On the geopolitical front, there appears to be limited appetite on either side to further escalate tensions in the Middle East too. But a durable resolution that ends the US–Iran conflict and reopens the Strait of Hormuz remains challenging, prolonging the energy disruption. Iran has responded to the US proposal by demanding war reparations, Iranian control over the Strait of Hormuz, an end to US sanctions, and the release of frozen assets. President Trump’s swift rejection of these counter-demands underscores the wide gulf between both sides, pointing to a risk of prolonged uncertainty rather than rapid de-escalation. For oil markets, this suggests a persistent geopolitical risk premium as Hormuz disruptions drag on.
Limited appetite for further escalation in the Middle East, alongside capped USD strength despite an NFP report that beats market expectations, is broadly supportive for Asian currencies. In addition, China’s exports rose 14%yoy in April from 2.5% in March, while the trade surplus widened sharply to US$84.8bn from US$51.1bn. We expect the strength in China’s external sector to lend support to CNY appreciation and generate positive spillovers for selective regional currencies, including SGD, MYR, and TWD. Taiwan’s export growth moderated to 39%yoy in April from 61.8% previously, but remains robust, confirming the sustained upcycle in regional tech exports.

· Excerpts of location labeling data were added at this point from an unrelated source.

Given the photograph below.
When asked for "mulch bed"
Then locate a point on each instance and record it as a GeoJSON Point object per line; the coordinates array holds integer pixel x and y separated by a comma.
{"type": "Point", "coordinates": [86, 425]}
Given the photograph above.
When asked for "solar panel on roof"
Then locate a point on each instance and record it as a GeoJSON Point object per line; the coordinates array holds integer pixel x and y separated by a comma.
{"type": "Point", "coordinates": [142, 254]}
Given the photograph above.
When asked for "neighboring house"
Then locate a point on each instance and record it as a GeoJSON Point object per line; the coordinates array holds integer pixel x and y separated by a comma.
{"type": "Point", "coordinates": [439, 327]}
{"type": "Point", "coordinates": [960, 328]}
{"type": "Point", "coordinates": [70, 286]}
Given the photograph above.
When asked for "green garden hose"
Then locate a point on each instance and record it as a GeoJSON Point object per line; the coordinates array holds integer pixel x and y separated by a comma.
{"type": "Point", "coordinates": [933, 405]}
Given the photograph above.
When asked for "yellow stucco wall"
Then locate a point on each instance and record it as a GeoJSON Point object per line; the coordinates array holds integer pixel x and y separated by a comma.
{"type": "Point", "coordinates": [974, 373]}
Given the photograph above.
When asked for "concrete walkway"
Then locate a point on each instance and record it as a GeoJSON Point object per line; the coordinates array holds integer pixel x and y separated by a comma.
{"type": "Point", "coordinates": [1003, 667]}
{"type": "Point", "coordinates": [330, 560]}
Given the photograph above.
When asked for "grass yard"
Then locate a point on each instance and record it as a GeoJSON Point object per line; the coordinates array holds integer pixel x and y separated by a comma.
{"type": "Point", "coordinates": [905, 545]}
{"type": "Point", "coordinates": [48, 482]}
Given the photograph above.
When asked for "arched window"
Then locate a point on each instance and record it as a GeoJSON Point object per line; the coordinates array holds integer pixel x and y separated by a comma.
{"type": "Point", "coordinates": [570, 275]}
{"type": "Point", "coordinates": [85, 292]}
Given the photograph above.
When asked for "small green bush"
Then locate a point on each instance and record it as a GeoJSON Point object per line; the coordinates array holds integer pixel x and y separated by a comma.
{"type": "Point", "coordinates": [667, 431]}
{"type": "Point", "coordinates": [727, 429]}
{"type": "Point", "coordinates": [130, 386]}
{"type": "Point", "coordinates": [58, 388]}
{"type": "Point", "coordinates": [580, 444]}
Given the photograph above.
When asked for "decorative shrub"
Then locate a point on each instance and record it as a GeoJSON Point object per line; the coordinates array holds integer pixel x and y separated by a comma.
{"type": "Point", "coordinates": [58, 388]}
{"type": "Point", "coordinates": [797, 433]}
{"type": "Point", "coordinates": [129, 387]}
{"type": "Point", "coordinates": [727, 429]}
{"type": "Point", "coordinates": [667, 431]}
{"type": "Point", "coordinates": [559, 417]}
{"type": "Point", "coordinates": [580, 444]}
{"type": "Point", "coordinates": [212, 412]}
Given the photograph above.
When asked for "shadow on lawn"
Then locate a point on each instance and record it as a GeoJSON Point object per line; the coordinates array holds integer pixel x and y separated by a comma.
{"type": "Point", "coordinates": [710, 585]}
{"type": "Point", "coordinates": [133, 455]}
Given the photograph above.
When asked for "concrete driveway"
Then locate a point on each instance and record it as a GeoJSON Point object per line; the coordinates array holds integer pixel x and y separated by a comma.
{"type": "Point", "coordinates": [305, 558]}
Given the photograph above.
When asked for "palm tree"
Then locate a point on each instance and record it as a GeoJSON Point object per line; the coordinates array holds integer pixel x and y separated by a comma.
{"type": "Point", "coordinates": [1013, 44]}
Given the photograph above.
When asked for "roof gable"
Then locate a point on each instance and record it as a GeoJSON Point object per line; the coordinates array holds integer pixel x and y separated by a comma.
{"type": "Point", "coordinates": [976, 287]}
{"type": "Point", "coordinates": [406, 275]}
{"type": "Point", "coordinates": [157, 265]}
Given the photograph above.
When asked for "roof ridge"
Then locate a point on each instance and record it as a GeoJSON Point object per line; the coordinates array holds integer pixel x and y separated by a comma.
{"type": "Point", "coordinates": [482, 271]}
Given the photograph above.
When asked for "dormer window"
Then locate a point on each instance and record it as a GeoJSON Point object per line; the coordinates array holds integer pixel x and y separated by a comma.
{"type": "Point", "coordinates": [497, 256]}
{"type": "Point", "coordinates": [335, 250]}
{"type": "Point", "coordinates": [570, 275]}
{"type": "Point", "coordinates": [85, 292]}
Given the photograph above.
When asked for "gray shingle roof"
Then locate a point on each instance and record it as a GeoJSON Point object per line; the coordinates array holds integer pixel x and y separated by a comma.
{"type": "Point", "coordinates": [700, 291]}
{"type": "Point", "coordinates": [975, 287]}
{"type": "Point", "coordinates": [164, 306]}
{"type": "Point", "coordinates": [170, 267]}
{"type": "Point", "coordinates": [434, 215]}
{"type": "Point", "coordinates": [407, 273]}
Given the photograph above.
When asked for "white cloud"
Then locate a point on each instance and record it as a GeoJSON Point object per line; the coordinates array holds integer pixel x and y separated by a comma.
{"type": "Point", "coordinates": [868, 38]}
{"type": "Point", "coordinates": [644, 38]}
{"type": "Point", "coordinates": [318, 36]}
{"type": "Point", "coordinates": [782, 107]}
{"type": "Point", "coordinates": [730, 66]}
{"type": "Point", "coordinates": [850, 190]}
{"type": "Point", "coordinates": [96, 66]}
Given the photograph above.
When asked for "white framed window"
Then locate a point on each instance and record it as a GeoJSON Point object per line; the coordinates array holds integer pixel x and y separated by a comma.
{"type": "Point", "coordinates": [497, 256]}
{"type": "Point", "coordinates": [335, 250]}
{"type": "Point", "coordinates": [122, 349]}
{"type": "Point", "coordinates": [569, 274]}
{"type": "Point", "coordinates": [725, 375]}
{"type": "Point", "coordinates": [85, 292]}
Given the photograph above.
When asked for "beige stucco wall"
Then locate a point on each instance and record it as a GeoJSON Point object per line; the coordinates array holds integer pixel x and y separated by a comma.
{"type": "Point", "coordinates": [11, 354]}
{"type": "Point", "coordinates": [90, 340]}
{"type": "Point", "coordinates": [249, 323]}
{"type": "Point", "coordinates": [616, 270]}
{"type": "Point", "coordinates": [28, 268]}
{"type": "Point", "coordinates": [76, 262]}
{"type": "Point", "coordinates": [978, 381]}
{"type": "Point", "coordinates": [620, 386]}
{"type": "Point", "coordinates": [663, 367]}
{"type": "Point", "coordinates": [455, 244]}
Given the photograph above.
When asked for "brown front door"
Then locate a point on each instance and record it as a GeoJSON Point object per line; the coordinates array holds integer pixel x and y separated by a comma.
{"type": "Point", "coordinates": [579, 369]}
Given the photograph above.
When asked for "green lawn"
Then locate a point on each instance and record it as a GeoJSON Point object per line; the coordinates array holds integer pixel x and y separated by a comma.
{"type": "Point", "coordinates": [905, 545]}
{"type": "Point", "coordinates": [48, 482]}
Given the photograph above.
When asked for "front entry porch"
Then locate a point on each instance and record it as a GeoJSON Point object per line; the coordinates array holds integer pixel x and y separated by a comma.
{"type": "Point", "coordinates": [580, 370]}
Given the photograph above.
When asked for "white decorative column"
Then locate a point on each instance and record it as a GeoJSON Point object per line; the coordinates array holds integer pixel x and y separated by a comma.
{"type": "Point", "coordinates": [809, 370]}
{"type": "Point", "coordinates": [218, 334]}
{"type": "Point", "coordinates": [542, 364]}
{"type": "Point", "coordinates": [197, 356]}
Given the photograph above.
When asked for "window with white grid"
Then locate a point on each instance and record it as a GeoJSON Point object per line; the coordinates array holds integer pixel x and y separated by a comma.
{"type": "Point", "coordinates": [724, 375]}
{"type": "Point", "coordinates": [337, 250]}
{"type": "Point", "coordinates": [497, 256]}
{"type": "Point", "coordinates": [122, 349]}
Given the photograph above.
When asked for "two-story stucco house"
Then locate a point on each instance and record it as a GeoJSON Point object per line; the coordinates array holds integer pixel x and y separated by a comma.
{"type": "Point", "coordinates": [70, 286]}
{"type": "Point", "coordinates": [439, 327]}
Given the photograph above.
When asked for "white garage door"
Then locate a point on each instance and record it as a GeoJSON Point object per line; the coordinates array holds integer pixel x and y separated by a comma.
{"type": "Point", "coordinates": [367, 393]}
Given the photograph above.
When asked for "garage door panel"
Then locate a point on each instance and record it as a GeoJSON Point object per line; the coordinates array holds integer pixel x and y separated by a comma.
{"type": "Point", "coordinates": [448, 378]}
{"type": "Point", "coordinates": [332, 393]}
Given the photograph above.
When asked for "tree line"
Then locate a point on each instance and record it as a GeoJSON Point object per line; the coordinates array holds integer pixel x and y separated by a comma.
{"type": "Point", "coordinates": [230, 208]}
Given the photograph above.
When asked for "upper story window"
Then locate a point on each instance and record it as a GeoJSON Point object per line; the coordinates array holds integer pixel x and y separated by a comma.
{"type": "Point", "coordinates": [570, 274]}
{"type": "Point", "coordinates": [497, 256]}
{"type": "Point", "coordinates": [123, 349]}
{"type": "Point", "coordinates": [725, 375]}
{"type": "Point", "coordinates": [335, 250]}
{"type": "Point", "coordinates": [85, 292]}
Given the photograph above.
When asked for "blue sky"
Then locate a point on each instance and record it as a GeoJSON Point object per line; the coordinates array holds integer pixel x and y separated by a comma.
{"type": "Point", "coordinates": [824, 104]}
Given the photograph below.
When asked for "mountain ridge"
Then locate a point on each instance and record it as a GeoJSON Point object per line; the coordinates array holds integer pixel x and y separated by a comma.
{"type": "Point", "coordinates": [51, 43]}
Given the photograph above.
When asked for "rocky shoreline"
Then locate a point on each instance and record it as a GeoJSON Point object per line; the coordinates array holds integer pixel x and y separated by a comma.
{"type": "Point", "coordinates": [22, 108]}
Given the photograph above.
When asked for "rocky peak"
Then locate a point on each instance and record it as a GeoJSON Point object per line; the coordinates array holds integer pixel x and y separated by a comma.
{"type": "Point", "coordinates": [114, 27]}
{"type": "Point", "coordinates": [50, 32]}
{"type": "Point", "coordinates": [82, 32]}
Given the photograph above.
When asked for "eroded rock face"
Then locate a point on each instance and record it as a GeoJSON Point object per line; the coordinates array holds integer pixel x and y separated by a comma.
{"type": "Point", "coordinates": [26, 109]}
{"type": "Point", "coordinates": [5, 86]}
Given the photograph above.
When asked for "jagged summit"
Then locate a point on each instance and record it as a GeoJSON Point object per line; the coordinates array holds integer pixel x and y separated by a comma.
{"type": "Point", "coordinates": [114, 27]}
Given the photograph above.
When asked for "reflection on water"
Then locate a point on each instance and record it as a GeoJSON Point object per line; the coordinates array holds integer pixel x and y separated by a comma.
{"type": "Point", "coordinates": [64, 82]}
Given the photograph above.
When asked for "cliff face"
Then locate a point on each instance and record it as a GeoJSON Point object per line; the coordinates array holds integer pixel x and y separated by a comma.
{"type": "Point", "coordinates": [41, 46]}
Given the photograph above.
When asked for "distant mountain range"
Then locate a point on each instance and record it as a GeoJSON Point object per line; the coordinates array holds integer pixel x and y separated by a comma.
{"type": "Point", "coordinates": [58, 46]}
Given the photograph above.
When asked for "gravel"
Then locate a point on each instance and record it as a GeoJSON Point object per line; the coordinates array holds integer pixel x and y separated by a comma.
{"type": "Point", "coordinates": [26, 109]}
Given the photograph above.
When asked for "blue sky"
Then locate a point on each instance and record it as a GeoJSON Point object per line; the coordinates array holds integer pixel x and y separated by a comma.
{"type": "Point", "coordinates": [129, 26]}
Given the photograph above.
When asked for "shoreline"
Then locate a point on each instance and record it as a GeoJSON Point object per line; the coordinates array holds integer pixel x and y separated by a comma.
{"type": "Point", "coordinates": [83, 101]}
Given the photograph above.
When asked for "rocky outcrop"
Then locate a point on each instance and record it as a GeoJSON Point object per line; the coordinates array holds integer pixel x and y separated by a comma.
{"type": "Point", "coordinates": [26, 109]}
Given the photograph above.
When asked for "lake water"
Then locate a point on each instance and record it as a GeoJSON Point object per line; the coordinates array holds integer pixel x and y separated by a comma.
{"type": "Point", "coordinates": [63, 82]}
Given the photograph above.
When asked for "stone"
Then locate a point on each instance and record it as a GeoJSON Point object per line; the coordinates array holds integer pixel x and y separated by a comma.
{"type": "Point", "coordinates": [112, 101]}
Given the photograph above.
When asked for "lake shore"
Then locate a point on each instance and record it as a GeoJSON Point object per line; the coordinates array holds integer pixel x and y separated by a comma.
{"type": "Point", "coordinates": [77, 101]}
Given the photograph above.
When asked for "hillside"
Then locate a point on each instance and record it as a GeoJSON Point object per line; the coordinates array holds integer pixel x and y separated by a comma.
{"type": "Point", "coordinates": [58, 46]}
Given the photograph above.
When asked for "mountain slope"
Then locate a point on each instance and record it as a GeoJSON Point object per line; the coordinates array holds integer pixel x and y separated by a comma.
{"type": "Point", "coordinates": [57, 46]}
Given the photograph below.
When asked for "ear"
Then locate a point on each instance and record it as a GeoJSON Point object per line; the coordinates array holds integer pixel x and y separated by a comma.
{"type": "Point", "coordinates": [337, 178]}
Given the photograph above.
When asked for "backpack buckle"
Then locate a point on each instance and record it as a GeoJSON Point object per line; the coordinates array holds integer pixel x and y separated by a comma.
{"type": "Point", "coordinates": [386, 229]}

However, as energy-related disruptions linger, rising risks of fuel shortages could pose a more differentiated challenge for regional FX, particularly for economies with relatively low crude inventory buffers. This includes India and several ASEAN markets such as the Philippines, Vietnam, and Indonesia, although we acknowledge ongoing efforts across the region to secure alternative supply from non-Middle East producers.